Like many expats he has an ambivalent attitude toward both his mother country and adopted country. He enjoys being a big fish in a small pond and has done things here he could not have done at home, like being a model or appearing in films. Yet, there are contradictions.
"I've got no hankering after London as I'm not fussed about recognition. Design in England is snooty and cliquey. Nowadays I question a lot of the value of what they do."
As for Taiwan, he says, "Taipei is not a world-class city. I say that with tremendous disappointment but it's the truth. I mean, just look at the infrastructure. Drive down to Taichung and the road is full of potholes. The toll system doesn't work."
In the next breath, Lintott then admits that if Taiwan was the same as other, more developed countries, then it would not have the same appeal.
"Especially a few years ago there was a fantastic energy, an almost adolescent dynamism here. It was like you could wake up in the morning and open a restaurant or something. Anything."
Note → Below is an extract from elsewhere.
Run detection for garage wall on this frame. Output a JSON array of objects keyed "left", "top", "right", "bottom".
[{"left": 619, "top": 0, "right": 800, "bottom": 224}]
Lintott just about refrains from saying he loves Taiwan and instead attacks whinging foreigners.
"I don't like their attitude. I'm emotionally attached to Taiwan. I have a loyalty to the place and a lot of luggage here."
Lintott tied the knot again in Las Vegas seven years ago with a Taiwanese-American and they now have a five-year-old daughter.
Domestic and commercial stability has brought him to a point where he has to balance the attraction of new opportunities with the necessity of keeping what he's got.
Though he has worked on projects in China and elsewhere he doesn't want to spend half his life on a plane going from one appointment to another.
"I don't want to put my family at risk and I don't want to jeopardize my business. As a young man you have no loyalty or baggage."
Even so, Lintott describes himself as a person who "grinds on things mentally and who is naturally restless. He has projects in the pipeline that excite him, such as opening a large swanky restaurant, putting out a range of entertainment furniture and opening a London-style members club.
He smiles when he says he wants to reverse the flow and export design to England. It's his competitive edge.
He reckons that he has succeeded because, "What I do has a very definite commercial angle. I'm quite good at that and I always make money for my clients."
This is borne out by the fact that places he has worked on such as Opium Den, Plush and the original Room 18 have done well. People like his aesthetic.
"Design can create a buzz. It could be a beautiful place, but crap commercially because people don't feel comfortable. It's better if it looks like shit but does well."
Asked to come up with a definition of his work, he calls it "eclectic modernism. This is diametrically opposed to postmodernism which was re-appropriating the symbols, objects and features of past architecture and putting it together in blocks, like children's toys. I'm very against that banal and irrelevant attitude."
"[My work] is theatrical, even feminine, an entertainment for people. It should be an illusion, transparent and delightful. This is what people respond to."